|
|
Archives of the TeradataForum
Message Posted: Thu, 12 Jun 2008 @ 10:33:13 GMT
Subj: | | Re: Partial field comparison |
|
From: | | McLeod, Terry M |
This will work, with the exception that you shouldn't expect to match "dog" to "d_og" without doing some preliminary clean up as Martin
suggested in his email -- in which case "dog" can find "dog". As he suggests, this can be done on a separate table.
SELECT A.ANIMAL, A.COLOR, A.PETSTOREID, B.PETSTOREID, B.COMMENT1
FROM TABLE_A A
JOIN TABLE_B B
ON POSITION(TRIM(A.ANIMAL) IN B.COMMENT1) IS NOT NULL
AND POSITION(TRIM(A.ANIMAL) IN B.COMMENT1) > 0
AND POSITION(TRIM(A.COLOR) IN B.COMMENT1) IS NOT NULL
AND POSITION(TRIM(A.COLOR) IN B.COMMENT1) > 0
WHERE A.PETSTOREID <> B.PETSTOREID;
Performance-wise, I have no information for you, since I only worked with your sample data, which did not include full table information,
such as primary index information.
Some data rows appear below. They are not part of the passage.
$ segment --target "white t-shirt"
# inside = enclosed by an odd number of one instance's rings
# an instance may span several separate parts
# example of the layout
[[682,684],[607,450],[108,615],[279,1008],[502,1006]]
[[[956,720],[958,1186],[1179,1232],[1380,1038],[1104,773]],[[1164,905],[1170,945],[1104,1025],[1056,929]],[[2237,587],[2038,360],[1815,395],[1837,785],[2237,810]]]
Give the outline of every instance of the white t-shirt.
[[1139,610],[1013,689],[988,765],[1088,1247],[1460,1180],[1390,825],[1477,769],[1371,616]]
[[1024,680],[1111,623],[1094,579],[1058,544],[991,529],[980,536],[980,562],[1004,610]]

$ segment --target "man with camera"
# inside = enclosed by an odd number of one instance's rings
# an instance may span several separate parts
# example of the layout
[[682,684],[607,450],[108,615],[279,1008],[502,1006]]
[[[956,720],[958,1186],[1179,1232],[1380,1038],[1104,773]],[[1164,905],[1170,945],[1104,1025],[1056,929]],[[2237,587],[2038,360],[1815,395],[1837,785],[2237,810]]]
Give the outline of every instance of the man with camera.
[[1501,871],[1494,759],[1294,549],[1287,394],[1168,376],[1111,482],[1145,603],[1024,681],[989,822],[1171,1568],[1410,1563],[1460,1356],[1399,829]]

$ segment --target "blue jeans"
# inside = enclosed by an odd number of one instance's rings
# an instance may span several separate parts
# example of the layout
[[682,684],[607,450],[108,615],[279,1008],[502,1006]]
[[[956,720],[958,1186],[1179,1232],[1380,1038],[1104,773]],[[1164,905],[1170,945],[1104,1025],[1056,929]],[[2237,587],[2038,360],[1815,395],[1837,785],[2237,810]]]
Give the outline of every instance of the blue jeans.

You could ramp up some tests if you have space for sample data (i.e. pull over a couple 1000 recs from each
table and try that, then 10,000, etc.). I don't think you can get around this being all amp operation with big spools, since the two tables don't
have any columns in common on the rows that you want to see matched - hence there seems to be no way to make them amp local.
Hope this will be of some help.
By the way, although if the animal and color columns on table_a are defined as VARCHAR, you needn't trim in the query, you may want to anyway
since if someone entered an explict couple of leading spaces, for example, in one of those columns, then it wouldn't be found in a comment that
did not have those spaces. Also note that the "not null" is in case either of the two columns used by the function is null. If that's not
possible (due to NOT NULL on both columns on their respective tables) then you could drop the not null check.
Terry M. McLeod
TERADATA Professional Services, Retail - West
| |